Files
cell/tokenize.cm
2026-02-26 08:13:18 -06:00

455 lines
13 KiB
Plaintext

var tokenize = function(src, filename) {
var len = length(src)
var pos = 0
var row = 0
var col = 0
var tokens = []
// Keywords lookup
var keywords = {
if: "if", in: "in", do: "do", go: "go",
var: "var", def: "def", for: "for",
else: "else", this: "this", null: "null", true: "true",
false: "false", while: "while", break: "break",
return: "return", delete: "delete",
disrupt: "disrupt", function: "function", continue: "continue",
disruption: "disruption"
}
var escape_map = {
n: "\n", t: "\t", r: "\r", "\\": "\\",
"'": "'", "\"": "\"", "`": "`",
"0": character(0)
}
var pk = function() {
if (pos >= len) return null
return src[pos]
}
var pk_at = function(n) {
var idx = pos + n
if (idx >= len) return null
return src[idx]
}
var adv = function() {
var c = src[pos]
pos = pos + 1
if (c == "\n") {
row = row + 1
col = 0
} else {
col = col + 1
}
return c
}
var is_digit = function(c) {
return c >= "0" && c <= "9"
}
var is_hex = function(c) {
return (c >= "0" && c <= "9") || (c >= "a" && c <= "f") || (c >= "A" && c <= "F")
}
var hex_val = function(c) {
if (c >= "0" && c <= "9") return codepoint(c) - codepoint("0")
if (c >= "a" && c <= "f") return codepoint(c) - codepoint("a") + 10
if (c >= "A" && c <= "F") return codepoint(c) - codepoint("A") + 10
return 0
}
var read_unicode_escape = function() {
var cp_val = 0
var hi = 0
while (hi < 4 && pos < len && is_hex(pk())) {
cp_val = cp_val * 16 + hex_val(adv())
hi = hi + 1
}
return character(cp_val)
}
var is_alpha = function(c) {
return (c >= "a" && c <= "z") || (c >= "A" && c <= "Z")
}
var is_alnum = function(c) {
return is_alpha(c) || is_digit(c)
}
var is_ident_start = function(c) {
return is_alpha(c) || c == "_" || c == "$"
}
var is_ident_char = function(c) {
return is_alnum(c) || c == "_" || c == "$" || c == "?" || c == "!"
}
var substr = function(start, end) {
return text(src, start, end)
}
var read_string = function(quote) {
var start = pos
var start_row = row
var start_col = col
var parts = []
var run_start = 0
var esc = null
var esc_val = null
adv() // skip opening quote
run_start = pos
while (pos < len && pk() != quote) {
if (pk() == "\\") {
if (pos > run_start) parts[] = text(src, run_start, pos)
adv()
esc = adv()
esc_val = escape_map[esc]
if (esc_val != null) { parts[] = esc_val }
else if (esc == "u") { parts[] = read_unicode_escape() }
else { parts[] = esc }
run_start = pos
} else {
adv()
}
}
if (pos > run_start) parts[] = text(src, run_start, pos)

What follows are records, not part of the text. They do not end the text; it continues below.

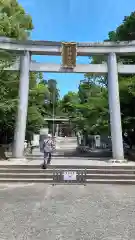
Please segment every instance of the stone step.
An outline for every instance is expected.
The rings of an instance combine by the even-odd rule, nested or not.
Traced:
[[[51,185],[69,185],[85,183],[54,183],[50,178],[0,178],[0,183],[47,183]],[[135,179],[88,179],[86,184],[130,184],[135,185]]]
[[[57,171],[59,170],[63,170],[63,171],[69,171],[70,169],[56,169]],[[80,171],[84,171],[87,174],[115,174],[115,175],[119,175],[119,174],[128,174],[128,175],[135,175],[135,169],[83,169],[81,168]],[[77,168],[73,169],[73,171],[78,171]],[[14,166],[12,168],[0,168],[0,174],[52,174],[54,172],[54,169],[48,168],[48,169],[42,169],[40,168],[14,168]]]
[[[0,173],[1,179],[52,179],[52,173]],[[86,179],[114,179],[114,180],[135,180],[135,174],[86,174]]]
[[[30,170],[36,169],[40,170],[42,167],[42,161],[40,164],[3,164],[0,166],[0,169],[18,169],[18,170]],[[114,170],[131,170],[135,171],[135,164],[98,164],[98,165],[49,165],[48,169],[63,169],[63,170],[75,170],[75,169],[87,169],[87,170],[104,170],[104,171],[114,171]],[[47,170],[48,170],[47,169]]]

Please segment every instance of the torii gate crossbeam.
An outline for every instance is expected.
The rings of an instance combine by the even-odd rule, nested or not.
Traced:
[[[29,72],[31,70],[39,71],[37,67],[33,67],[31,63],[32,54],[40,55],[61,55],[60,42],[47,41],[16,41],[7,38],[0,38],[0,49],[17,52],[21,56],[20,65],[16,69],[5,70],[20,70],[20,88],[19,88],[19,106],[18,117],[15,131],[15,145],[13,157],[23,159],[27,107],[28,107],[28,92],[29,92]],[[90,55],[107,55],[107,64],[98,66],[87,66],[87,71],[95,73],[108,73],[108,91],[109,91],[109,109],[110,109],[110,124],[112,136],[113,159],[124,160],[122,128],[121,128],[121,112],[119,100],[118,72],[119,73],[135,73],[134,65],[118,65],[117,55],[135,55],[135,41],[132,42],[105,42],[105,43],[77,43],[78,56]],[[40,65],[41,67],[41,65]],[[56,66],[55,66],[56,67]],[[77,66],[76,66],[77,68]],[[83,68],[83,66],[81,66]],[[94,68],[94,70],[92,70]],[[42,71],[45,70],[45,65],[42,65]],[[56,70],[56,69],[54,69]],[[68,72],[75,71],[68,69]],[[86,66],[85,66],[86,70]],[[79,71],[79,70],[77,70]],[[75,72],[77,72],[75,71]],[[82,72],[84,71],[81,70]],[[57,71],[60,69],[57,66]],[[66,72],[66,70],[65,70]],[[85,71],[84,71],[85,72]]]

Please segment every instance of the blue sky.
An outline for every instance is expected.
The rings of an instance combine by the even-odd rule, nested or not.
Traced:
[[[135,0],[20,0],[32,16],[34,40],[102,41],[119,26],[124,16],[135,11]],[[40,62],[60,63],[59,57],[37,56]],[[78,58],[78,63],[88,63]],[[83,74],[45,73],[58,82],[60,94],[76,91]]]

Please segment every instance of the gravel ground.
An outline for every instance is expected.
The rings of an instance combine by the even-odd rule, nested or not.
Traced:
[[[134,186],[0,186],[0,240],[135,240],[134,225]]]

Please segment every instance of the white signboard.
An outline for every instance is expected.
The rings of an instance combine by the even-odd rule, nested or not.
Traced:
[[[64,172],[64,180],[65,181],[75,181],[76,180],[76,172],[73,172],[73,171]]]

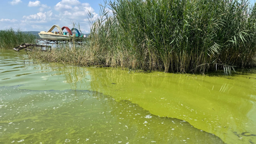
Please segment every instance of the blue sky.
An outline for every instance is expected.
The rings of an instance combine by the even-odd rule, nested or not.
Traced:
[[[251,1],[254,3],[255,0]],[[83,33],[90,32],[89,10],[96,18],[103,0],[1,0],[0,29],[12,27],[23,31],[47,31],[53,24],[72,27],[78,24]]]
[[[96,18],[103,0],[0,1],[0,29],[12,27],[23,31],[47,31],[53,24],[72,27],[79,23],[83,33],[90,31],[88,10]]]

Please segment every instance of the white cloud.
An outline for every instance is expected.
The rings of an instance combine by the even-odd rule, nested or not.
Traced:
[[[41,12],[42,12],[45,9],[47,8],[47,9],[50,9],[50,8],[51,7],[49,7],[46,4],[42,4],[41,5],[41,7],[39,8],[39,11]]]
[[[12,5],[15,5],[16,4],[18,4],[19,3],[22,2],[22,1],[20,0],[13,0],[12,1],[10,2],[10,3]]]
[[[0,22],[17,22],[18,20],[16,19],[0,19]]]
[[[61,2],[69,5],[78,5],[81,3],[78,0],[62,0]]]
[[[52,18],[53,13],[52,11],[47,12],[39,12],[34,15],[23,16],[23,23],[45,23],[53,19]]]
[[[35,1],[29,1],[29,4],[27,6],[29,7],[38,7],[40,6],[41,3],[40,1],[38,0],[36,0]]]

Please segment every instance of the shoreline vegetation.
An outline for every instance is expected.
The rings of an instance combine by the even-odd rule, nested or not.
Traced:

if (pos < len) adv() // skip closing quote
tokens[] = {
kind: "text", at: start,
from_row: start_row, from_column: start_col,
to_row: row, to_column: col,
value: text(parts)
}
}
var read_template = function() {
var start = pos
var start_row = row
var start_col = col
var parts = []
var run_start = 0
var depth = 0
var tc = null
var q = null
var interp_start = 0
adv() // skip opening backtick
run_start = pos
while (pos < len && pk() != "`") {
if (pk() == "\\" && pos + 1 < len) {
if (pos > run_start) parts[] = text(src, run_start, pos)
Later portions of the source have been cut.